2. Garantias Locatícias
Podemos definir como garantia locatícia a declaração facultativa e portanto por livre convenção, ou aquela dada em virtude de preceito legal, que tem por escopo a proteção acautelatória de uma obrigação pré-constituída, e que pode ser de caráter pessoal, ou real, e que se presta a beneficiar o credor na hipótese de inadimplemento das obrigações pelo devedor.
A Lei 8245/91, alterada pela Lei 12.112/09 em seu art. 37, estabelece de forma cogente, quais são as garantias possíveis de aplicação ao contrato de locação de imóveis urbanos, a saber: I- a caução, II – fiança, III – seguro fiança locatícia e IV – cessão fiduciária de quotas de fundo de investimento. O mesmo art. 37 veda a utilização de mais de uma dessas modalidades para garantia de um mesmo contrato de locação. Portanto, é nula a segunda garantia prestada no mesmo contrato locatício, podendo esta nulidade ser declarada ex ofício pelo Juiz, conforme o disposto no Art. 168, parágrafo único, do Código Civil.
Conforme nos ensina Francisco Carlos Rocha de Barros, ¹ na hipótese de serem prestadas duas garantias, deve prevalecer a que foi dada antes e, se fornecidas simultaneamente, a que primeiro foi mencionada no contrato e, ainda, se uma foi dada no contrato de locação e outra em documento apartado, anula-se esta, reputando-se válida a do contrato locatício. Esclarece ainda que, mesmo sobrevivendo uma das garantias, não há como excluir a contravenção que estará tipificada no momento em que as duas garantias foram exigidas.
¹ Francisco Carlos Rocha de Barros, Comentários à Lei do Inquilinato, 2ª Ed.; São Paulo, Saraiva, p.37, l997.
A Lei n 8.245, de 18 de Outubro de 1991, dispõe sobre as locações de imóveis urbanos e os procedimentos que lhes são pertinentes, no artigo 37, conforme segue:
"Artigo 37. No contrato de locação, pode o locador exigir do locatário as seguintes modalidades de garantia:
I – Caução;
II – Fiança;
III – Seguro de fiança Locatícia.
Parágrafo único. É vedada, sob pena de nulidade, mais de uma das modalidas de garantia num mesmo contrato de locação.”
As garantias locatícias existem de maneira a proteger o locador, garantindo o cumprimento da obrigação principal. Devemos observar, no entanto, que as garantias minimizam os riscos de prejuízos, mas no entanto não os eliminam por completo.

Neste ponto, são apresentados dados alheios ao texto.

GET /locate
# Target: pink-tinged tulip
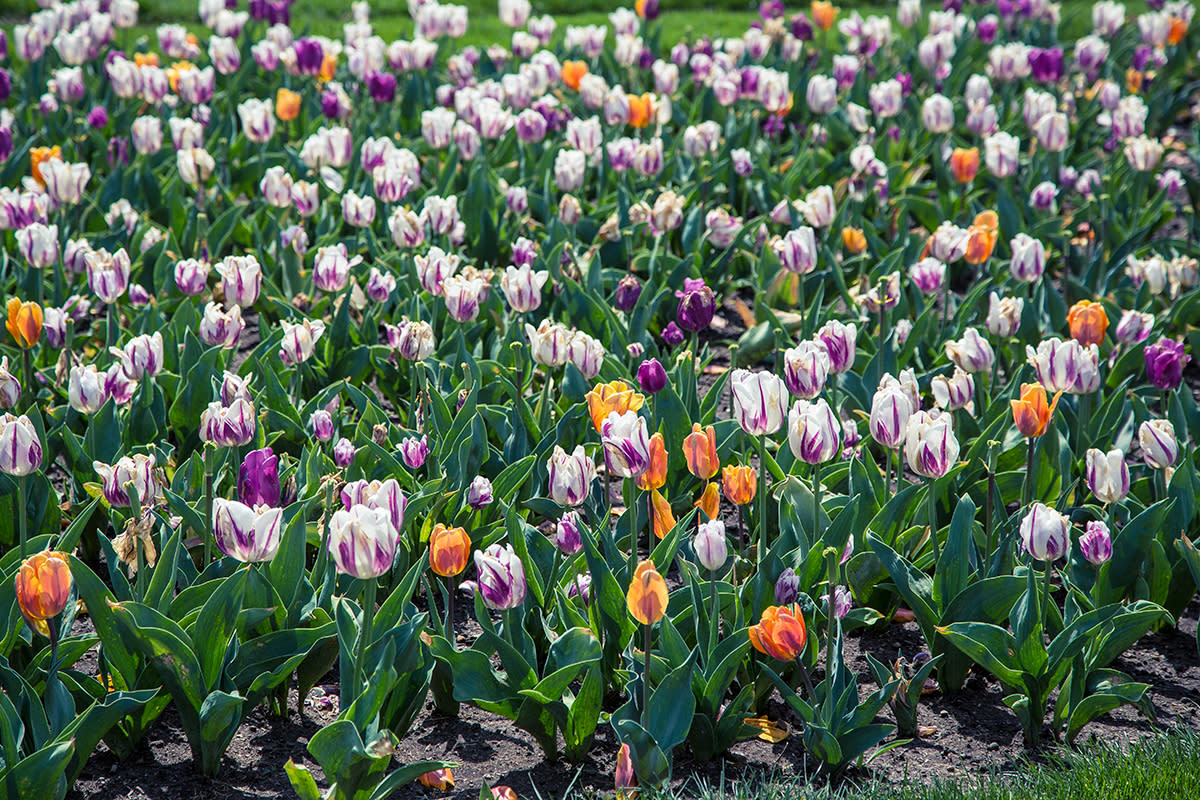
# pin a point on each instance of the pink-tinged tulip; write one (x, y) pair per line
(108, 274)
(760, 401)
(971, 353)
(299, 340)
(414, 451)
(244, 533)
(228, 426)
(709, 545)
(1108, 477)
(814, 432)
(502, 579)
(570, 476)
(930, 444)
(1045, 533)
(21, 450)
(138, 470)
(1159, 447)
(363, 541)
(627, 444)
(807, 368)
(1096, 545)
(377, 494)
(891, 409)
(840, 342)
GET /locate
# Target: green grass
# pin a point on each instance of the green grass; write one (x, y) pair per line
(1163, 767)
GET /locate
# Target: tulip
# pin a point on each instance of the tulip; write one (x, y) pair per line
(249, 534)
(930, 444)
(1087, 322)
(1044, 533)
(647, 596)
(24, 322)
(780, 633)
(1107, 475)
(43, 588)
(502, 578)
(760, 402)
(1164, 361)
(137, 470)
(625, 444)
(258, 479)
(1159, 447)
(655, 475)
(1096, 545)
(570, 476)
(363, 541)
(449, 549)
(709, 545)
(1031, 414)
(612, 397)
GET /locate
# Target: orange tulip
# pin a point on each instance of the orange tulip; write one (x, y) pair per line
(574, 72)
(780, 633)
(711, 500)
(24, 322)
(616, 396)
(39, 156)
(442, 779)
(853, 240)
(965, 163)
(647, 597)
(823, 13)
(1089, 322)
(287, 104)
(700, 450)
(43, 587)
(449, 549)
(657, 475)
(664, 521)
(739, 483)
(1031, 411)
(641, 110)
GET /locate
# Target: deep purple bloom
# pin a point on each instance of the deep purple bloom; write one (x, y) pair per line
(652, 377)
(696, 306)
(1164, 364)
(258, 480)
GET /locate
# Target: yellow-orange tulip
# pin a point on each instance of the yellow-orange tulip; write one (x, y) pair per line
(664, 521)
(823, 13)
(741, 483)
(287, 104)
(39, 156)
(43, 587)
(1089, 322)
(449, 549)
(711, 501)
(641, 110)
(700, 450)
(647, 597)
(1031, 413)
(616, 396)
(853, 240)
(780, 633)
(24, 322)
(657, 475)
(573, 73)
(965, 163)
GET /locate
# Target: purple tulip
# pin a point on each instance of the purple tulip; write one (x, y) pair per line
(258, 481)
(1164, 364)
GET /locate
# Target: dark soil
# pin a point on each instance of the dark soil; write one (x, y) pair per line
(975, 732)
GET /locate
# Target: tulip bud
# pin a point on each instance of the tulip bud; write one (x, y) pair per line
(1159, 447)
(1044, 533)
(502, 578)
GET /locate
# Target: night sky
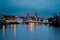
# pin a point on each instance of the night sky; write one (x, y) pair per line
(21, 7)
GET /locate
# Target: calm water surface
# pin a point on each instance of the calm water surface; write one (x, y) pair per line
(29, 32)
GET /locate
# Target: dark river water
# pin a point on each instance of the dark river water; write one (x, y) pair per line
(29, 32)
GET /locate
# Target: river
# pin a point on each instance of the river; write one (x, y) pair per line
(31, 31)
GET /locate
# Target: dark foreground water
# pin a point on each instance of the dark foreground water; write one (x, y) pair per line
(29, 32)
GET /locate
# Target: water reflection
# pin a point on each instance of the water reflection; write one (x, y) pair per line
(34, 32)
(14, 31)
(3, 31)
(7, 29)
(33, 26)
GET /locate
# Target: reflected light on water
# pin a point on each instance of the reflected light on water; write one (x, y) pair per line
(3, 31)
(14, 31)
(31, 25)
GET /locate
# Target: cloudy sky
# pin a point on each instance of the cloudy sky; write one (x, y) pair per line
(20, 7)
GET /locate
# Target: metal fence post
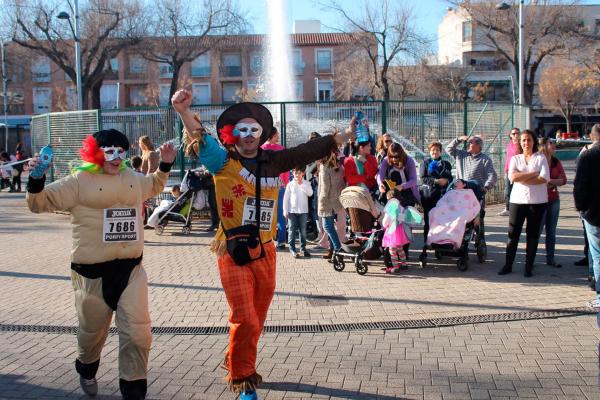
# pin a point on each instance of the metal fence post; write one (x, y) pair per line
(383, 117)
(465, 119)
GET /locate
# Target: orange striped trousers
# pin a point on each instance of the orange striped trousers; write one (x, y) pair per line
(249, 290)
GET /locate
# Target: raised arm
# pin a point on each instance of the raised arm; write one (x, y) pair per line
(212, 155)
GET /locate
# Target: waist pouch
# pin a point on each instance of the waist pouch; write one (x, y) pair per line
(244, 244)
(114, 274)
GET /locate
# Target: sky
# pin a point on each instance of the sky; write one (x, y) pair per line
(428, 13)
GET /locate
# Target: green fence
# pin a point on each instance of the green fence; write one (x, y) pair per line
(412, 123)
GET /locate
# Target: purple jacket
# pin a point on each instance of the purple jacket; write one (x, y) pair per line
(410, 170)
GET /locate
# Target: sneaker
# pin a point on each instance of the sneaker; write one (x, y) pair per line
(594, 305)
(554, 264)
(89, 386)
(582, 263)
(248, 395)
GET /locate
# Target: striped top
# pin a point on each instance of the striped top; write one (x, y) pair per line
(477, 167)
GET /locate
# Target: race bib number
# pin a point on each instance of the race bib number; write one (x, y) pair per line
(120, 225)
(267, 208)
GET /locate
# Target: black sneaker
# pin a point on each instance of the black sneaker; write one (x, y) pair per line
(89, 386)
(505, 270)
(582, 263)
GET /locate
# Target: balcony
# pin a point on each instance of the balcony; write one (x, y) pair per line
(231, 71)
(201, 72)
(40, 77)
(488, 65)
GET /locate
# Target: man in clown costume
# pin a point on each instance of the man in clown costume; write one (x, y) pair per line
(104, 198)
(244, 247)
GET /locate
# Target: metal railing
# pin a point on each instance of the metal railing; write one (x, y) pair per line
(412, 123)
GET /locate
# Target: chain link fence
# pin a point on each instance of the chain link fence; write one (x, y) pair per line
(414, 124)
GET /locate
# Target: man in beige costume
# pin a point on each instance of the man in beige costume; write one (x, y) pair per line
(105, 200)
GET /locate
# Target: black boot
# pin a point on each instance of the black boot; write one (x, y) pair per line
(133, 390)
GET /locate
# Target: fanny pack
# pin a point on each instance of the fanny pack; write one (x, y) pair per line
(243, 242)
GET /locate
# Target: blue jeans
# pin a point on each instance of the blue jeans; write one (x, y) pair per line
(297, 224)
(550, 221)
(329, 226)
(281, 223)
(593, 233)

A impossibilidade de cumulação de garantias, ou seja, do locador não poder exigir duas garantias para assegurar a locação de um mesmo contrato, sob pena de nulidade, denota a preocupação do legislador em evitar que o locatário seja prejudicado com exigências por demais onerosas, sob a alegação de garantir o cumprimento do contrato locatício. No entanto, a despeito do cuidado tido pelo legislador, tal questão é, via de regra, causadora de indagações, suscitadas principalmente na hipótese de duas garantias, ou seja, a caução e a fiança locatícia havendo sido prestadas; qual delas deveria prevalecer?! Qual delas seria nula?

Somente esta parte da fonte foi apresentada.